The interactive below accompanies this article I wrote for the Washington Post. The article has some other figures, explains the motivation, and provides a less-detailed overview of the methodology than that provided below.
(Drag the vertical line)
Why does this approach work?
While head-to-head polls are generally not very predictive, the demographic patterns they reveal turn out to be much more durable, as the figure below illustrates. Polled demographic patterns (a candidate’s support in a demographic group, minus their overall support), on the horizontal axis, are compared to actual election reults on the vertical. Polls are shown for presidential elections since 2002, using available Quinnipiac demographic cross tabs, and exit poll results.
Methodology summary
I did some matrix algebra to basically estimate the (linear model) coefficients on each demographic category (white, college-educated, gender, etc.) and their interactions from the poll crosstabs. Ideally these would have been estimated using stratification from a multilevel Bayesian model. Either way, the predictions from this model were used as starting points in the next step.

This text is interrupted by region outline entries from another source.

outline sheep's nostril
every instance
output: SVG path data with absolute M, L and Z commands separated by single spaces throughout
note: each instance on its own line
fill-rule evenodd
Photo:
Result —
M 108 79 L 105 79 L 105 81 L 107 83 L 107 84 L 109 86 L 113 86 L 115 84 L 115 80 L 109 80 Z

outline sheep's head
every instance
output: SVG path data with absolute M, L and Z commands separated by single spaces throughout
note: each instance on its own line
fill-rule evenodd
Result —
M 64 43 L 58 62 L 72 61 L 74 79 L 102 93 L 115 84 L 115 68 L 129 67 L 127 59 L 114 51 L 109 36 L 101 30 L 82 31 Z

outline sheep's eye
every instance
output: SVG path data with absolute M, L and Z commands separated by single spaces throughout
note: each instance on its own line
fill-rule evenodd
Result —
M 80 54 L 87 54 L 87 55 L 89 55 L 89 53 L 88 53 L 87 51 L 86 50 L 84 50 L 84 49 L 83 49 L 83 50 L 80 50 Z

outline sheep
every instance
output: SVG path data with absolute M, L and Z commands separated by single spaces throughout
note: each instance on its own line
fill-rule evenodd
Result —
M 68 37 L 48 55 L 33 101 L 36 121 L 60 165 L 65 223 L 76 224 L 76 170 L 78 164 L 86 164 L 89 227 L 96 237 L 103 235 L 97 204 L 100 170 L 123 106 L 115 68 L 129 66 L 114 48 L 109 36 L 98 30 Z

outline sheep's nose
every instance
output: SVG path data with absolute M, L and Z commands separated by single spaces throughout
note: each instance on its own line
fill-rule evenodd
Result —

I used exit poll and CPS microdata to build a synthetic electorate, with vote preferences by each cell (state×demographic) fit using iterative proportional fitting (and initialized to the model predictions above) so that the marginal totals matched state returns and national demographic crosstabs. Then I reweighted to account for 4 years of demographic change, to create a synthetic 2020 electorate.

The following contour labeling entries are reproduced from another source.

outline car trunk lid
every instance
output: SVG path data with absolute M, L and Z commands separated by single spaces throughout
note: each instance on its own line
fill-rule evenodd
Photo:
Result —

Then, for each candidate, I computed the difference between the candidate’s support in each demographic group (on the logit scale) and the candidate’s overall support (also on the logit scale). These differences were then differenced again with the Clinton numbers from 2016. Basically we get a number saying how much to shift each demographic group on the logit scale. These shifts are applied again through the iterative proportional fitting algorithm. The national shift is applied in the same way.
To account for error in the polls, I took the within-poll and across-poll error and simulated varying polling numbers by candidate, and then reran the analysis.